What are the allegations against Juul?
The slick USB-like Juul e-cigarette, with sweet-fruity flavours like mango and creme brulee, took the ENDS market by storm when it debuted in 2015. According to Wired magazine, Juul Labs, Inc’s annual revenue was around $2 billion in 2018, and the company was valued at $38 billion after accepting a $12.8 billion cash investment from Altria, one of the world’s largest tobacco companies.

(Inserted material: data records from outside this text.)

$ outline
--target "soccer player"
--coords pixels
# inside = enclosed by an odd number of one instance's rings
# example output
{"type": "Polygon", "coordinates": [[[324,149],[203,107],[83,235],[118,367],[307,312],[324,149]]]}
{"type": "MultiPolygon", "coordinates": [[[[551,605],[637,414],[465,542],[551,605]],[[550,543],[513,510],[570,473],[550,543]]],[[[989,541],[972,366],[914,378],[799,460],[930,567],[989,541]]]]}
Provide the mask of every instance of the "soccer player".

Juul’s financial success coincided with the device’s enormous popularity among Western teenagers and young adults. According to Reuters, the use of Juul among 18 to 20-year-olds in the United States more than doubled between 2018 and 2019, and among those aged 21 to 24, it tripled. Juul was widely blamed for sparking a “youth vaping epidemic,” prompting thousands of lawsuits. Following significant backlash, the company announced in 2019 that it would phase out sweet flavours and only sell Virginia tobacco and menthol.
The US Food and Drug Administration (FDA) ordered Juul to stop selling e-cigarettes in the US market on June 23, citing “insufficient and conflicting data” about the product’s impact on public health and safety. The following day, Juul received a temporary stay from a US Court of Appeals. According to The New York Times, the FDA temporarily suspended the ban on July 5, stating that it would conduct an additional review of “scientific issues” in the Juul application.